Scientific classification
- Kingdom: Plantae
- Clade: Embryophytes
- Clade: Tracheophytes
- Clade: Spermatophytes
- Clade: Angiosperms
- Clade: Eudicots
- Clade: Rosids
- Order: Malpighiales
- Family: Euphorbiaceae
- Genus: Baloghia
- Species: B. brongniartii
- Binomial name: Baloghia brongniartii Pax
- Synonyms: Codiaeum brongniartii Baill.;

= Baloghia brongniartii =

- Genus: Baloghia
- Species: brongniartii
- Authority: Pax
- Conservation status: NT
- Synonyms: Codiaeum brongniartii Baill.

Species of flowering plant

Baloghia brongniartii is a species of flowering plant in the family Euphorbiaceae. It is a shrub or tree enedmic to New Caledonia. The species was described in 1911, and is listed as Near Threatened by the IUCN.

==Taxonomy==
The species was described by Ferdinand Albin Pax in 1911.

==Distribution==
Baloghia brongniartii is native to the wet tropical biome of east-central New Caledonia. It is restricted to the east coast of Grande Terre, from Yaté to Houaïlou. The species has an estimated extent of occurrence of 1289 km2.
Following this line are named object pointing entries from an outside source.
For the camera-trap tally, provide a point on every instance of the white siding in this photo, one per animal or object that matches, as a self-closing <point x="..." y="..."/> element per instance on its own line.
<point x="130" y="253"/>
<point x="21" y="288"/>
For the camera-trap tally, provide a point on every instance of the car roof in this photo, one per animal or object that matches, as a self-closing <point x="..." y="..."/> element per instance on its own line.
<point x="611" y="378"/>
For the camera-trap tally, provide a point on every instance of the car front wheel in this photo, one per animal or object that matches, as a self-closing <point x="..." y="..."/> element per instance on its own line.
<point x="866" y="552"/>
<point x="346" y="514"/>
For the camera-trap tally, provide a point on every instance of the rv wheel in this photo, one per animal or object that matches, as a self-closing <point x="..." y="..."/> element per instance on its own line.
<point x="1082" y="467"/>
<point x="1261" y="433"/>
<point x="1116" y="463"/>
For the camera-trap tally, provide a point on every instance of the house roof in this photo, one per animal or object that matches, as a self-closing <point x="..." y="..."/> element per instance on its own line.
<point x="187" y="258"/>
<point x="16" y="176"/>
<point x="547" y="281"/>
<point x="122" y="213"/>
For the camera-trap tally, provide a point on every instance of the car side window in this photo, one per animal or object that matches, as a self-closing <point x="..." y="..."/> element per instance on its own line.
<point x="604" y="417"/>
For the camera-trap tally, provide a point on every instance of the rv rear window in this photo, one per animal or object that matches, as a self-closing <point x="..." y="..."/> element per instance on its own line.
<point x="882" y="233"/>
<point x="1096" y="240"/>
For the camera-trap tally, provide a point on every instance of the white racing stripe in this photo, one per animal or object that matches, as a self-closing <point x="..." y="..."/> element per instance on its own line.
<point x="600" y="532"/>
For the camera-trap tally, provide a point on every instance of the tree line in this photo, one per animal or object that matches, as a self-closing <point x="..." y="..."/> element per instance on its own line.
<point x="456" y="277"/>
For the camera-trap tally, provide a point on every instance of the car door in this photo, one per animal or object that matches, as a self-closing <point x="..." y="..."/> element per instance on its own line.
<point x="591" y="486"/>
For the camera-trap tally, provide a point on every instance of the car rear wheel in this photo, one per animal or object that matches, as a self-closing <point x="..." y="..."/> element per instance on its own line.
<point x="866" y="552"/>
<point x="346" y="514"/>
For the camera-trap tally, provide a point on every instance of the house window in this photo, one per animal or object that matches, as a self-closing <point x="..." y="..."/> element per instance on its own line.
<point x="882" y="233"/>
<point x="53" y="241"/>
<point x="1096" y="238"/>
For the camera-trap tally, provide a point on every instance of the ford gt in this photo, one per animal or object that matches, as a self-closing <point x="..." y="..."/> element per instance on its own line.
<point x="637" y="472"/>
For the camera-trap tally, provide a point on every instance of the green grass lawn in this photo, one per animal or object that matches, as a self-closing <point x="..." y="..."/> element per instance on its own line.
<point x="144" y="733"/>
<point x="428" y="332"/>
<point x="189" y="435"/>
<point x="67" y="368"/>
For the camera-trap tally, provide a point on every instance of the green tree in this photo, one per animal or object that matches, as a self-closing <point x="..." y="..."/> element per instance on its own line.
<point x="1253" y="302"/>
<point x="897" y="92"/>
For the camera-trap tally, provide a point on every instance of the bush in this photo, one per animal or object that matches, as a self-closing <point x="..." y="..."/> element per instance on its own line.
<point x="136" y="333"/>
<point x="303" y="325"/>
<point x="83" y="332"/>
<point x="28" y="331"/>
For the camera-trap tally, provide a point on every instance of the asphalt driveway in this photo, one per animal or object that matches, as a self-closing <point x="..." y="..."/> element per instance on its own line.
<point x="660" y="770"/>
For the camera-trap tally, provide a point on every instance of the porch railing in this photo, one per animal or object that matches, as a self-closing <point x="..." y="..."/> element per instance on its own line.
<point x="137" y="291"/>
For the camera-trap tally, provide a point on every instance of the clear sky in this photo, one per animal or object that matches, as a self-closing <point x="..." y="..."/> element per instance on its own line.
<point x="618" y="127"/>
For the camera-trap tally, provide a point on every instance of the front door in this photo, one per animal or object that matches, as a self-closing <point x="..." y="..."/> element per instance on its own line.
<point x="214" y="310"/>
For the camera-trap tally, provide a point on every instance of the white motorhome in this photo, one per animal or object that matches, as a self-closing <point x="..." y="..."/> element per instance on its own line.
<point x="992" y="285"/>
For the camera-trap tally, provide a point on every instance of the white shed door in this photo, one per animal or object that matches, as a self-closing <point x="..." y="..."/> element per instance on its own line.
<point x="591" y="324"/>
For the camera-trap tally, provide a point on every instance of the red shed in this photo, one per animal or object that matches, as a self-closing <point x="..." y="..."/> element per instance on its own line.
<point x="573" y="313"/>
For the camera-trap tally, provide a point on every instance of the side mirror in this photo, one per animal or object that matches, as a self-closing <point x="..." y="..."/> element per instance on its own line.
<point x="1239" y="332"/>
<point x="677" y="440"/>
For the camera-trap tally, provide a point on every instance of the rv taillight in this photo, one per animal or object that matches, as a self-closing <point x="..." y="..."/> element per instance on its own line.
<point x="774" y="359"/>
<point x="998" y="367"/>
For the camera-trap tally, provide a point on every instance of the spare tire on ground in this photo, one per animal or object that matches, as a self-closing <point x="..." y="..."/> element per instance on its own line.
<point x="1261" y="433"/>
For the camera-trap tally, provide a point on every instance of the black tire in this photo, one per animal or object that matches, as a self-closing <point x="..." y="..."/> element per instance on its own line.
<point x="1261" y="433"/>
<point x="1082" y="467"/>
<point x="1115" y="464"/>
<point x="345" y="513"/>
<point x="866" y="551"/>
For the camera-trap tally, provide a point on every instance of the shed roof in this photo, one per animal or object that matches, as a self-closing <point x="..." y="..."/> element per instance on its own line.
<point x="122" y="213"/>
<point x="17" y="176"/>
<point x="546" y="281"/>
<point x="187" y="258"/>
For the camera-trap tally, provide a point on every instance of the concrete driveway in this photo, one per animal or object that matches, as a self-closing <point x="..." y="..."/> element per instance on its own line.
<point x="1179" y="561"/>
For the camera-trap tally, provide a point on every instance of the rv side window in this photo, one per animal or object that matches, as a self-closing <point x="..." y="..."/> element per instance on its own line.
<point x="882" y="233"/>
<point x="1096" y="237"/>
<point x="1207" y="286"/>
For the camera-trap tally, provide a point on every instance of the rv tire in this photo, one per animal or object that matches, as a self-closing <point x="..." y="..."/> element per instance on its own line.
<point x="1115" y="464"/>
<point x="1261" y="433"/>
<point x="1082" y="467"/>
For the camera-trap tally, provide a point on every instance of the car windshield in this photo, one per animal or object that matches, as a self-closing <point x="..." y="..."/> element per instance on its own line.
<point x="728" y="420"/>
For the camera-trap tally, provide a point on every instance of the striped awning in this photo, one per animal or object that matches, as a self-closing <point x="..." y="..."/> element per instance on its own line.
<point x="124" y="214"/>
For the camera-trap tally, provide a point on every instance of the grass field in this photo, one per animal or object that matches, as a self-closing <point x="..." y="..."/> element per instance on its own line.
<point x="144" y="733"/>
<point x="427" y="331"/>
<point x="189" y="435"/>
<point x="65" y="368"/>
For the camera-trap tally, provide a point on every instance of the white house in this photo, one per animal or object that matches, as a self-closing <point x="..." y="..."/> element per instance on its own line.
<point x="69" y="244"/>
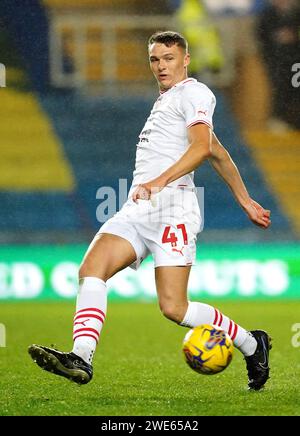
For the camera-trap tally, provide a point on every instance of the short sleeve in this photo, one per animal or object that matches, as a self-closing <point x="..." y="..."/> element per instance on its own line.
<point x="198" y="104"/>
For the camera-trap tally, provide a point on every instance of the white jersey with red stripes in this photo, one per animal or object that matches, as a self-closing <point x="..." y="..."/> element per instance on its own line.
<point x="163" y="139"/>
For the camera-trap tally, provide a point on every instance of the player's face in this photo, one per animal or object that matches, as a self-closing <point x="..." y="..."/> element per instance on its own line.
<point x="168" y="64"/>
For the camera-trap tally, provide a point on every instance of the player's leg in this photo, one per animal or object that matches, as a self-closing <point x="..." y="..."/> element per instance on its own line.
<point x="171" y="285"/>
<point x="106" y="255"/>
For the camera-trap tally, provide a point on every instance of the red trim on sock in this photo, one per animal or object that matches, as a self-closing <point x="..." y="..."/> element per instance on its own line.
<point x="230" y="328"/>
<point x="91" y="308"/>
<point x="221" y="320"/>
<point x="216" y="317"/>
<point x="87" y="329"/>
<point x="235" y="332"/>
<point x="89" y="315"/>
<point x="86" y="334"/>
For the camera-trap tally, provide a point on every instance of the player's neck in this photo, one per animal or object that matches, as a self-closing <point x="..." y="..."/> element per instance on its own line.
<point x="162" y="90"/>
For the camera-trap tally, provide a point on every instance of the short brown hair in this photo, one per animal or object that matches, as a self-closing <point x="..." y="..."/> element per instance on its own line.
<point x="168" y="38"/>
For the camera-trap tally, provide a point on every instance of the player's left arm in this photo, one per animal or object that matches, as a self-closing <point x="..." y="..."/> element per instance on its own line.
<point x="199" y="149"/>
<point x="223" y="164"/>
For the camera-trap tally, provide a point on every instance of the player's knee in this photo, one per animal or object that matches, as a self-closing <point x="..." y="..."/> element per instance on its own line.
<point x="172" y="310"/>
<point x="88" y="268"/>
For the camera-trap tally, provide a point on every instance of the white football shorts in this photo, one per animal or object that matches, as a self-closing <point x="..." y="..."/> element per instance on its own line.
<point x="165" y="226"/>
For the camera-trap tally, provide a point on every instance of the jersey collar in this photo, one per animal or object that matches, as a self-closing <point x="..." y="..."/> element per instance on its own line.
<point x="188" y="79"/>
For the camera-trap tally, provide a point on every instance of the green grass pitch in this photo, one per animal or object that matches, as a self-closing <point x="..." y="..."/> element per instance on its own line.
<point x="139" y="367"/>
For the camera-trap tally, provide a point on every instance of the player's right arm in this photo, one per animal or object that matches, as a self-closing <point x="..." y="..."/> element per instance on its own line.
<point x="223" y="164"/>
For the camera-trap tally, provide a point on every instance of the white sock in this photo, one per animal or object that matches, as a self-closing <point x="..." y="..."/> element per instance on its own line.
<point x="200" y="313"/>
<point x="89" y="317"/>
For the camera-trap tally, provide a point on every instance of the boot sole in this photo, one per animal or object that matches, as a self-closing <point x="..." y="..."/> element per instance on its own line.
<point x="255" y="387"/>
<point x="50" y="363"/>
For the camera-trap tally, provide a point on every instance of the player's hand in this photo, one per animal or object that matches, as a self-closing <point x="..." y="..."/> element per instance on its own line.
<point x="142" y="192"/>
<point x="257" y="214"/>
<point x="146" y="191"/>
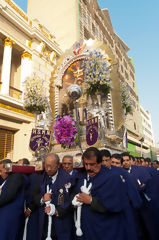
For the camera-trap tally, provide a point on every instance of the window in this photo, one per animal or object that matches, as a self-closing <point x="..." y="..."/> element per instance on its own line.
<point x="6" y="144"/>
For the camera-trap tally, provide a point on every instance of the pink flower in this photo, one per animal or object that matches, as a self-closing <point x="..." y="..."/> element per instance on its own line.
<point x="65" y="131"/>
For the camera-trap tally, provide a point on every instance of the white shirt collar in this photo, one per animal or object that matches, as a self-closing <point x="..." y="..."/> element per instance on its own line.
<point x="129" y="170"/>
<point x="54" y="177"/>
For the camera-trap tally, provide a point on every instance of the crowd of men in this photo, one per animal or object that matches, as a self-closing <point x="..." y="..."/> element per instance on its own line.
<point x="112" y="197"/>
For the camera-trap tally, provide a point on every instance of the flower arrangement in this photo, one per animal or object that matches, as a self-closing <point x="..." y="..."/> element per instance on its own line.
<point x="97" y="73"/>
<point x="126" y="99"/>
<point x="65" y="131"/>
<point x="34" y="95"/>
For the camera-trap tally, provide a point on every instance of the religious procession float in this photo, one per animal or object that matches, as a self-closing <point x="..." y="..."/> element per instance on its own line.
<point x="87" y="105"/>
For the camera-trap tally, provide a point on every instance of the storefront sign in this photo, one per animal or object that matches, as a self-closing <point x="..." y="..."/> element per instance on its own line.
<point x="39" y="137"/>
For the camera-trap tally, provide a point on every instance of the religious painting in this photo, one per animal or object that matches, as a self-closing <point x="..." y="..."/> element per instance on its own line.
<point x="74" y="74"/>
<point x="39" y="138"/>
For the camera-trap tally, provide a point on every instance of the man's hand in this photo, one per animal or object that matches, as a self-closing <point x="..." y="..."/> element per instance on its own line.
<point x="47" y="209"/>
<point x="27" y="213"/>
<point x="84" y="198"/>
<point x="47" y="197"/>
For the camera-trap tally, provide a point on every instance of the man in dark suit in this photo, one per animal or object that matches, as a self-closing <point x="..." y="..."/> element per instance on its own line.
<point x="12" y="196"/>
<point x="51" y="196"/>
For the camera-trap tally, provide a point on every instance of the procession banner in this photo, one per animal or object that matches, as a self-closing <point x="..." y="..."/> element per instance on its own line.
<point x="39" y="138"/>
<point x="92" y="132"/>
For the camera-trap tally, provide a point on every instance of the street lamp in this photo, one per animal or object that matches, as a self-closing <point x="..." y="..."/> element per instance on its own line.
<point x="141" y="141"/>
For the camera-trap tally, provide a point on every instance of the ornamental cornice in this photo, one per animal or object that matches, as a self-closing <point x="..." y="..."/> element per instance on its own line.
<point x="29" y="28"/>
<point x="63" y="67"/>
<point x="8" y="42"/>
<point x="26" y="55"/>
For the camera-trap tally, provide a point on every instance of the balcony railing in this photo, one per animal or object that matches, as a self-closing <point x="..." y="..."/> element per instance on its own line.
<point x="15" y="93"/>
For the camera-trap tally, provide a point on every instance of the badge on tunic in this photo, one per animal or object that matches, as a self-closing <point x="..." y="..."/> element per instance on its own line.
<point x="67" y="186"/>
<point x="60" y="197"/>
<point x="123" y="180"/>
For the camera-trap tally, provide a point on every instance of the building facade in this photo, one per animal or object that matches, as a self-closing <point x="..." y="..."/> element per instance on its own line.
<point x="147" y="127"/>
<point x="26" y="47"/>
<point x="76" y="20"/>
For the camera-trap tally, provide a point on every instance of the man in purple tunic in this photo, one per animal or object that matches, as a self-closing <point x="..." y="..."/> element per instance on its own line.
<point x="106" y="212"/>
<point x="57" y="181"/>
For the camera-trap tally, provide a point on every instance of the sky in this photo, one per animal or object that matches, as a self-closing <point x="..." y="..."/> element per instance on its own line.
<point x="136" y="23"/>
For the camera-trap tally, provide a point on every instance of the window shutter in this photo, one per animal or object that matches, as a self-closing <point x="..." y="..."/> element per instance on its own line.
<point x="6" y="144"/>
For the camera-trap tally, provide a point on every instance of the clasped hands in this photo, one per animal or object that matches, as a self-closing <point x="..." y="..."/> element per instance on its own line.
<point x="84" y="198"/>
<point x="50" y="208"/>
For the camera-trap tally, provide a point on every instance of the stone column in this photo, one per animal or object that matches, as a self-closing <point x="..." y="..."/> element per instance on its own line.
<point x="26" y="64"/>
<point x="6" y="69"/>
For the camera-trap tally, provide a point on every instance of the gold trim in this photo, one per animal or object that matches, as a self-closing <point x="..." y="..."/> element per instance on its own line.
<point x="30" y="23"/>
<point x="26" y="55"/>
<point x="16" y="110"/>
<point x="17" y="9"/>
<point x="28" y="43"/>
<point x="8" y="42"/>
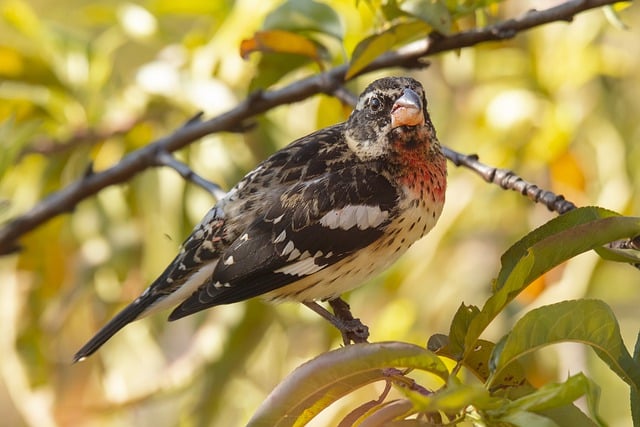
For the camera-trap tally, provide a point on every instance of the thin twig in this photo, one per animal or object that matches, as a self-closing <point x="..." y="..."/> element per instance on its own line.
<point x="510" y="181"/>
<point x="257" y="103"/>
<point x="164" y="158"/>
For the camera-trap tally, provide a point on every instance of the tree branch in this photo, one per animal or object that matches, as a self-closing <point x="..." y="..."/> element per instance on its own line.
<point x="409" y="56"/>
<point x="510" y="181"/>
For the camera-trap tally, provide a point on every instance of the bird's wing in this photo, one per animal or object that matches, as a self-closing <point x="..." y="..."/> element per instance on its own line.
<point x="193" y="266"/>
<point x="310" y="226"/>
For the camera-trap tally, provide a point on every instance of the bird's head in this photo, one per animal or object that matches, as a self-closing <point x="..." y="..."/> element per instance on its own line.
<point x="390" y="111"/>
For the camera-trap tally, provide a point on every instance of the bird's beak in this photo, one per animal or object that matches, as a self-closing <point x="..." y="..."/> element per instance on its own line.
<point x="407" y="110"/>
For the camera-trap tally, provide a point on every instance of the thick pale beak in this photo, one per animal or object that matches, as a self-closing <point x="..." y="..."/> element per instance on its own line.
<point x="407" y="110"/>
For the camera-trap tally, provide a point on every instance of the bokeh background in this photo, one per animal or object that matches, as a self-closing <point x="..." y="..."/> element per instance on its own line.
<point x="86" y="81"/>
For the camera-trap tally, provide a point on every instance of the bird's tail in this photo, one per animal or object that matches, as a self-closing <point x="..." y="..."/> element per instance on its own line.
<point x="126" y="316"/>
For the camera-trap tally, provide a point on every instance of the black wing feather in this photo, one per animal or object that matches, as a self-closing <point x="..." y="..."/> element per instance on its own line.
<point x="258" y="253"/>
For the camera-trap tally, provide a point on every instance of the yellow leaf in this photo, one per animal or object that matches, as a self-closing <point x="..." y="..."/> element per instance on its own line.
<point x="279" y="41"/>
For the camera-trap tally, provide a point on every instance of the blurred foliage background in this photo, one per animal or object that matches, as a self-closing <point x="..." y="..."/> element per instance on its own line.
<point x="86" y="82"/>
The species grows in shrublands, on ultramafic substrates, at altitudes of 35-500 m.

==Description==
Baloghia brongniartii is a shrub or tree.

==Conservation==
In 2018, the IUCN assessed Baloghia brongniartii as Near Threatened. The species is threatened by fires, mining, and the invasive Rusa deer. It is not legally protected, but occurs in Réserve Naturelle du Barrage de Yaté, a protected area.